One in Four Breast Cancer Patients Experience PTSD: Study
Receiving shocking health news is enough to catch anyone off guard and even traumatized. A new study showed that nearly 25 percent of all women who have recently been diagnosed with breast cancer, experienced post-traumatic stress disorder (PTSD) soon after hearing the news.
PTSD is a psychiatric disorder that can occur when a person has experienced or witnessed a life-threatening event. It is most typical in war veterans who are subdued to extreme violence and have a hard time returning to civilian life.
In the study published online by the Journal of the National Cancer Institute (JNCI), 1,139 women newly diagnosed with breast cancer, Stages I to III, and were evaluated to see if there was any form of PTSD after being diagnosed with breast cancer.
The study recruited from medical facilities in New York City, Detroit, and Northern California and was done via phone interviews in three parts after they were diagnosed with breast cancer.

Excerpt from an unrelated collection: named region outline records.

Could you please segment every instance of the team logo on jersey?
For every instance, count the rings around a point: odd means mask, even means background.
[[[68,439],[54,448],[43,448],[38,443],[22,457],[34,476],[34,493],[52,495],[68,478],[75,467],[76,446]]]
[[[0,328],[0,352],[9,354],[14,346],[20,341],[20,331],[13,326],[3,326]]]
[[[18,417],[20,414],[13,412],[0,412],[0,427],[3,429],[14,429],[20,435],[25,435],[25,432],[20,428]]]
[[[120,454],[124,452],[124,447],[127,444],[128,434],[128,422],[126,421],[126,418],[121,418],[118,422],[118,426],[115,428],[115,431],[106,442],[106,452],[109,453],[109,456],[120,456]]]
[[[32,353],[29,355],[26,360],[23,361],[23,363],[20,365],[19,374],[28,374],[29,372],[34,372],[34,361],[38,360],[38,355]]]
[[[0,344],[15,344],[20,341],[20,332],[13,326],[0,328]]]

"During the first two to three months after diagnosis, nearly a quarter of them met the criteria for PTSD, although the symptoms declined over the next three months. Younger women were more likely to develop symptoms of PTSD, and data suggest Asian and black women are at a more than 50 percent higher risk than white women," said Alfred I. Neugut, M.D., Ph.D.
In closing, Neugt added: "If we can identify potential risk factors for PTSD, when women are diagnosed with breast cancer, we could provide early prevention and intervention to minimize PTSD symptoms. This approach might also have an indirect impact on the observed racial disparity in breast cancer survival."
The research team notes that this study could apply to other forms of cancer, noting that PTSD symptoms have been reported in patients diagnosed withprostate and lymphoma.